Home > RAVEN > parseTaskList.m

parseTaskList

PURPOSE ^

parseTaskList

SYNOPSIS ^

function taskStruct=parseTaskList(inputFile)

DESCRIPTION ^

 parseTaskList
   Parses a task list file.

   inputFile       a task list in Excel format. The file must contain a
                   sheet named TASKS, which in turn may contain the
                   following column headers (note, all rows starting with
                   a non-empty cell are removed. The first row after that
                   is considered the headers):
                   ID 
                       the only required header. Each task must have a
                       unique id (string or numeric). Tasks can span multiple
                       rows, only the first row in each task should have
                       an id
                   DESCRIPTION
                       description of the task
                   IN
                       allowed input(s) for the task. Metabolite names
                       should be on the form
                       "model.metName[model.comps]". Several inputs
                       can be delimited by ";". If so, then the same
                       bounds are used for all inputs. If that is not
                       wanted, then use several rows for the task
                   IN LB
                       lower bound for the uptake of the metabolites in
                       the row (opt, default 0 which corresponds to a
                       minimal uptake of 0 units)
                   IN UB
                       upper bound for the uptake of the metabolites in
                       the row (opt, default 1000 which corresponds to a
                       maximal uptake of 1000 units)
                   OUT
                       allowed output(s) for the task (see IN)
                   OUT LB
                       lower bound for the production of the metabolites in
                       the row (opt, default 0 which corresponds to a
                       minimal production of 0 units)
                   OUT UB
                       upper bound for the production of the metabolites in
                       the row (opt, default 1000 which corresponds to a
                       maximal production of 1000 units)
                   EQU
                       equation to add. The equation should be on the form
                       "0.4 A + 2 B <=> (or =>) C" and the metabolites
                       should be on the form
                       "model.metName[model.comps]" (opt)
                   EQU LB
                       lower bound for the equation (opt, default -1000
                       for reversible and 0 for irreversible)
                   EQU UB
                       upper bound for the equation (opt, default 1000)
                   CHANGED RXN
                       reaction ID for which to change the bounds for.
                       Several IDs can be delimited by ";". If so, 
                       then the same bounds are used for all reactions. If
                       that is not wanted, then use several rows for the task
                   CHANGED LB
                       lower bound for the reaction
                   CHANGED UB
                       upper bound for the reaction
                   SHOULD FAIL
                       true if the correct behavior of the model is to
                       not have a feasible solution given the constraints
                       (opt, default false)
                   PRINT FLUX
                       true if the function should print the corresponding
                       flux distribution for a task. Can be useful for
                       testing (opt, default false)

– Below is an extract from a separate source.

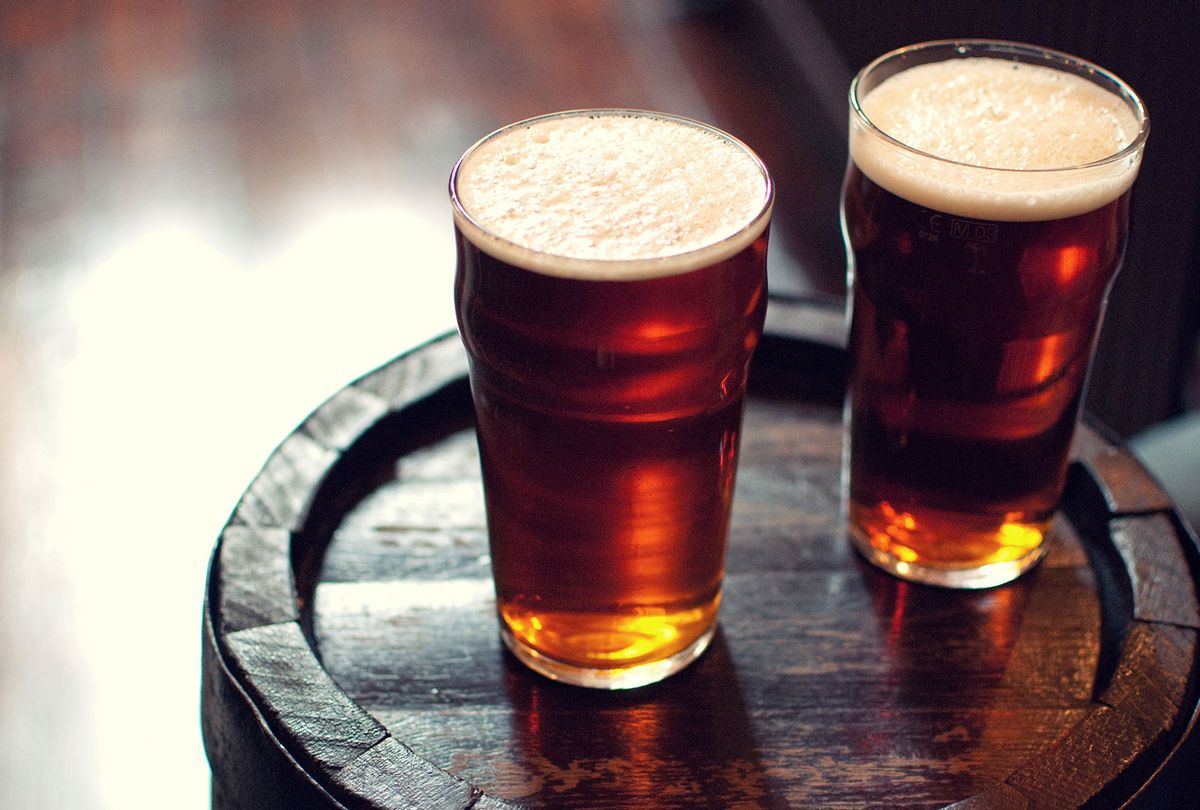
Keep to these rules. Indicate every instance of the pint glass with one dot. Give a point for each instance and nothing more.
(984, 209)
(610, 293)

   taskStruct      array of structures with the following fields
       id          the id of the task
       description the description of the task
       shouldFail  true if the task should fail
       printFluxes true if the fluxes should be printed
       comments    string with comments
       inputs      cell array with input metabolites (in the form metName[comps]) 
       LBin        array with lower bounds on inputs (default, 0)
       UBin        array with upper bounds on inputs (default, 1000)
       outputs     cell array with output metabolites (in the form metName[comps])
       LBout       array with lower bounds on outputs (default, 0)
       UBout       array with upper bounds on outputs (default, 1000)
       equations   cell array with equations (with mets in the form metName[comps])
       LBequ       array with lower bounds on equations (default, -1000 for
                   reversible and 0 for irreversible)
       UBequ       array with upper bounds on equations (default, 1000)
       changed     cell array with reactions to change bounds for
       LBrxn       array with lower bounds on changed reactions
       UBrxn       array with upper bounds on changed reactions

   This function is used for defining a set of tasks for a model to
   perform. The tasks are defined by defining constraints on the model,
   and if the problem is feasible, then the task is considered successful.
   In general, each row can contain one constraint on uptakes, one 
   constraint on outputs, one new equation, and one change of reaction
   bounds. If more bounds are needed to define the task, then several rows
   can be used for each task. To perform the task use checkTasks or
   fitTasks.

   NOTE: The general metabolites "ALLMETS" and "ALLMETSIN[comps]"
   can be used as inputs or outputs in the similar manner to normal
   metabolites. This is a convenient way to, for example, allow excretion of
   all metabolites to check whether it's the synthesis of some metabolite
   that is limiting or whether it's the degradation of some byproduct. One
   important difference is that only the upper bounds are used for these general
   metabolites. That is, you can only say that uptake or excretion is
   allowed, not that it is required. This is to avoid conflicts where the
   constraints for the general metabolites overwrite those of the real
   ones.

   Usage: taskStruct=parseTaskList(inputFile)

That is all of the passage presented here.